The feminist poststructuralist approach is an anti-essentialist approach. It rejects the essentialist assumption that any 'nature' belongs essentially to women or men. As Weedon (1987:121) points out, the theory provides a "conceptualisation of experience, and an analysis of its constitution and ideological power", and insists on the social construction of gender in discourse, a social construction that encompasses desire, the unconscious and the emotions. The theory therefore offers a useful framework for understanding gender relations, gender identities and the interaction of gender with other social forces, and the ways they are produced, reproduced, challenged, and negotiated in all forms of discourse.

Poststructuralist theory also offers me scope to accommodate the African feminist position. As I have indicated earlier, there is at present no single, unified African feminist theory acceptable to women of all cultures and nations in Africa. African women's major concern has been to make western theories of gender relevant to Africa11. Since my study focuses on African students at the University of Natal, African feminist resistance here cannot be simply ignored, though it is likely to be diverse. Poststructuralist theory allows for diversity of meaning, and the meaning of linguistic behaviour is always examined, interpreted, and evaluated within specific historical and cultural circumstances, and as a result, differs across cultures. Because interpretation is context-dependent, the difference in gender roles, gender identities, and the interaction between the genders as well as the influence of other social forces can be made specific to the different language groups. In view of this, in my analysis, I will approach gender not as a trait, a variable or role, but as a product of social actions, that is, culturally constructed power relations, produced and reproduced in interaction (Pavlenko and Piller 2001).

Another reason for using poststructuralist theory arises from the fact that it acknowledges the variability of gender identities, in spite of perceived regulation and policing by rigid social norms. For instance, for a number of reasons women and men at times break out of their early socialisation and indulge in infraction, subversion and resistance. A change of environment may result in a change in behavioural attitudes of men and women. Such shifts in behaviour can be brought about by a new environment with different social norms. In my study the university in itself is a new environment for almost all students, very few of whose parents are likely to have had tertiary education. It is characterised by a culture with a strong western influence, where students are away from controlling influence of their parents. A large number of the students whose contributions appear in this study are newcomers to South Africa. The possible impact of these different kinds of 'foreignness' on their gender and other identities will be considered in this study.

" See Oyewumi (2002) and Nnaemeka (1998) on African feminist concern.

In terms of the foregoing framework (outlined by Weedon 1987 and Cameron 1992), this study focuses on the role of language in the production of gender relations, and gender dynamics in language use.

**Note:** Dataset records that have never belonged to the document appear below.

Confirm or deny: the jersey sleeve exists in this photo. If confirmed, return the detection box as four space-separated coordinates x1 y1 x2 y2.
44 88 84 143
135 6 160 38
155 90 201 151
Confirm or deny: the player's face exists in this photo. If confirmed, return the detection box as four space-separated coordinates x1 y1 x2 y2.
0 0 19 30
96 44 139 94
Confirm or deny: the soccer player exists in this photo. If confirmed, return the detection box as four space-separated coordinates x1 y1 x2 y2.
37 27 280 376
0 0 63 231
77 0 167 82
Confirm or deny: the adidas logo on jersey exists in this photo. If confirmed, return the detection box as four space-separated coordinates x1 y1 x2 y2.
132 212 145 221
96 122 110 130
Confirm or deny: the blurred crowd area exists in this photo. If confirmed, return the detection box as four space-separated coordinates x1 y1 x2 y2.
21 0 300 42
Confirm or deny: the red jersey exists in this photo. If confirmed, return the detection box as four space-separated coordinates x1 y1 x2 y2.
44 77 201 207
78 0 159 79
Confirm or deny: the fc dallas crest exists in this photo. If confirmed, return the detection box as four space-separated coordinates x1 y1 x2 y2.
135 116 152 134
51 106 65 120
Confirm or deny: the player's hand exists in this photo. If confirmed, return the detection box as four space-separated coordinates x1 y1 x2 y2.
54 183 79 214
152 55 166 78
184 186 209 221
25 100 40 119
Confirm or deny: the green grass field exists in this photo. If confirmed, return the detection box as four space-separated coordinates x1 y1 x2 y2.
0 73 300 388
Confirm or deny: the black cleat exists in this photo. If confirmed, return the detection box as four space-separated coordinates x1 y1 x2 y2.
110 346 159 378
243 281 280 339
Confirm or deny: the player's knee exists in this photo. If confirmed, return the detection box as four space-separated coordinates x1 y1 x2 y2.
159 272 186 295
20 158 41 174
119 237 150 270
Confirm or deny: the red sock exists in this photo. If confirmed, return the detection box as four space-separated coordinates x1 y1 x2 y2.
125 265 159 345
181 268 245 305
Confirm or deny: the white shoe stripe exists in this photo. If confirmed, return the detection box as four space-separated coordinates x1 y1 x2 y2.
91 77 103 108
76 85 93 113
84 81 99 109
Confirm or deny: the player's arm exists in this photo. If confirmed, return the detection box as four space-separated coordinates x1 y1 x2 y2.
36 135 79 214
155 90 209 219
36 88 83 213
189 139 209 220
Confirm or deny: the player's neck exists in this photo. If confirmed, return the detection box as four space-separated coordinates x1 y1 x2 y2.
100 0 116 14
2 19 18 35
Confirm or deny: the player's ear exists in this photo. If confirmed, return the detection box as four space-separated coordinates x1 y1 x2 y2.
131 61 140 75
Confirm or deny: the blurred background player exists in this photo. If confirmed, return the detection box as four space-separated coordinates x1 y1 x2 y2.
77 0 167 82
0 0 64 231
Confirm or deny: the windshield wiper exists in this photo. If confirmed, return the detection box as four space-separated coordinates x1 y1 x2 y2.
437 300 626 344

Of particular importance to my study is the poststructuralist focus on language as a form of symbolic capital and as the locus of social organisation, power, and individual and group consciousness. Subjectivity is central to poststructuralist theory (Weedon 1987); it refers to the conscious and unconscious thoughts and emotions of the individual, his/her sense of self and ways of understanding his/her relations to the world. These have implications for the ways in which the different student groups as members of the University of Natal (and members of their different ethnic, national or religious groups) perceive themselves and how they express this view of themselves to fellow students from different cultural backgrounds.

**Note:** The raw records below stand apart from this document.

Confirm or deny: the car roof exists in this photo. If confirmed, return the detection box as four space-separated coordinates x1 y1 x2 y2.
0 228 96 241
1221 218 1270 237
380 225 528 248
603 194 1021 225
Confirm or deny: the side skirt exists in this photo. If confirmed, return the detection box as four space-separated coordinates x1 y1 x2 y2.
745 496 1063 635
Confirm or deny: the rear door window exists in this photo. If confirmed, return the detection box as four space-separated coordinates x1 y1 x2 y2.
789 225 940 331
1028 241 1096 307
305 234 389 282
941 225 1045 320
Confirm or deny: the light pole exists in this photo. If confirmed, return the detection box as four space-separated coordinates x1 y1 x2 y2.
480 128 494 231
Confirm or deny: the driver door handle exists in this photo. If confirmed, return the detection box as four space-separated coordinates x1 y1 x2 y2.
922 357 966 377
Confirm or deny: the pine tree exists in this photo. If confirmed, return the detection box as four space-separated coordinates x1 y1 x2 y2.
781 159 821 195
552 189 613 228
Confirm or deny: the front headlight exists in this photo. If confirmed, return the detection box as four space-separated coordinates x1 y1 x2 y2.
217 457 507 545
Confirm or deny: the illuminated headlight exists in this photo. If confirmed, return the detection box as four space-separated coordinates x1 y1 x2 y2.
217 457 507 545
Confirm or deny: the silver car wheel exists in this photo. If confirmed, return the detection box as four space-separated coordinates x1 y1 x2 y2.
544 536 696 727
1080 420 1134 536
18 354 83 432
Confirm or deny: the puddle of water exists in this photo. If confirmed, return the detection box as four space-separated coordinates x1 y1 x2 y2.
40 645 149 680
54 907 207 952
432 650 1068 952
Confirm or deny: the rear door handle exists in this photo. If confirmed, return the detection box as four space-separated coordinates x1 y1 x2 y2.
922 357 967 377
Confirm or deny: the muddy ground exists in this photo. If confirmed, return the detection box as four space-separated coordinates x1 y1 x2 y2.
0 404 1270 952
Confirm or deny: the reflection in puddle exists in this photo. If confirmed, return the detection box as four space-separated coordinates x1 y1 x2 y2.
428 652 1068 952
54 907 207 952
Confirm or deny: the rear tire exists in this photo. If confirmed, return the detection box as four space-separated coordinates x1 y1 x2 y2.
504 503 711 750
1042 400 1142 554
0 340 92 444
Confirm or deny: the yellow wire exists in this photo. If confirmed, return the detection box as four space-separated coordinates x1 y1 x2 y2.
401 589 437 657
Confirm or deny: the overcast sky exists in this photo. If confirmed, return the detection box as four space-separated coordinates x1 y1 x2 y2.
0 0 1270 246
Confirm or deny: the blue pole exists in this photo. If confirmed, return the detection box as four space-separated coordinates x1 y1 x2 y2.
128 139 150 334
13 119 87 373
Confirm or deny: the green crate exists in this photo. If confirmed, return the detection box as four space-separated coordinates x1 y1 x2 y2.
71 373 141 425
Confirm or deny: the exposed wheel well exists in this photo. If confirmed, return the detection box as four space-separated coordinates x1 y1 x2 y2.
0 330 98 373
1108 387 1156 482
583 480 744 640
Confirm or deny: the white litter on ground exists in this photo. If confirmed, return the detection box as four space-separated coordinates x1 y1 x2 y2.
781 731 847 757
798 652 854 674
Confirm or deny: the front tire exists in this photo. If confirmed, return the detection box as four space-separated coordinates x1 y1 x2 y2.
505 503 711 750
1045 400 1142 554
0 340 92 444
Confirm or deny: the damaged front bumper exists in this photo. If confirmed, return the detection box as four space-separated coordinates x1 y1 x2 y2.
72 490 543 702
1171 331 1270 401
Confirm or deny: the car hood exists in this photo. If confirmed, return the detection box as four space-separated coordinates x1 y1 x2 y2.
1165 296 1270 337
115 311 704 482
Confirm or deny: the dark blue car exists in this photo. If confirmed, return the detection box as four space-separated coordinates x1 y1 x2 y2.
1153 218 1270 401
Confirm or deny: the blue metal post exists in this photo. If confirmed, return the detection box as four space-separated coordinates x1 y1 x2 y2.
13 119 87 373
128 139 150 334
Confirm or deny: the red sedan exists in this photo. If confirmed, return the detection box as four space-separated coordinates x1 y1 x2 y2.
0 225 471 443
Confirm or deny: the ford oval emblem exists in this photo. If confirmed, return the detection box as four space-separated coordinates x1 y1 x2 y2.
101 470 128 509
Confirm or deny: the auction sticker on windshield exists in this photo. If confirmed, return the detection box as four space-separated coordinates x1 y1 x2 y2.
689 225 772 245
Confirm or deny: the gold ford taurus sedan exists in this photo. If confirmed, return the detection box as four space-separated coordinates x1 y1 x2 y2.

The feminist poststructuralist approach proposes a route to find answers to my research question concerning the discursive construction of gendered subjectivities in multilingual language situations, which comprise clashes in ideologies of language and gender, and this is why I choose to work within this framework. I shall focus on how people behave in terms of gender and why they choose this behaviour.

'Who we are' is strongly determined by 'how we represent ourselves'.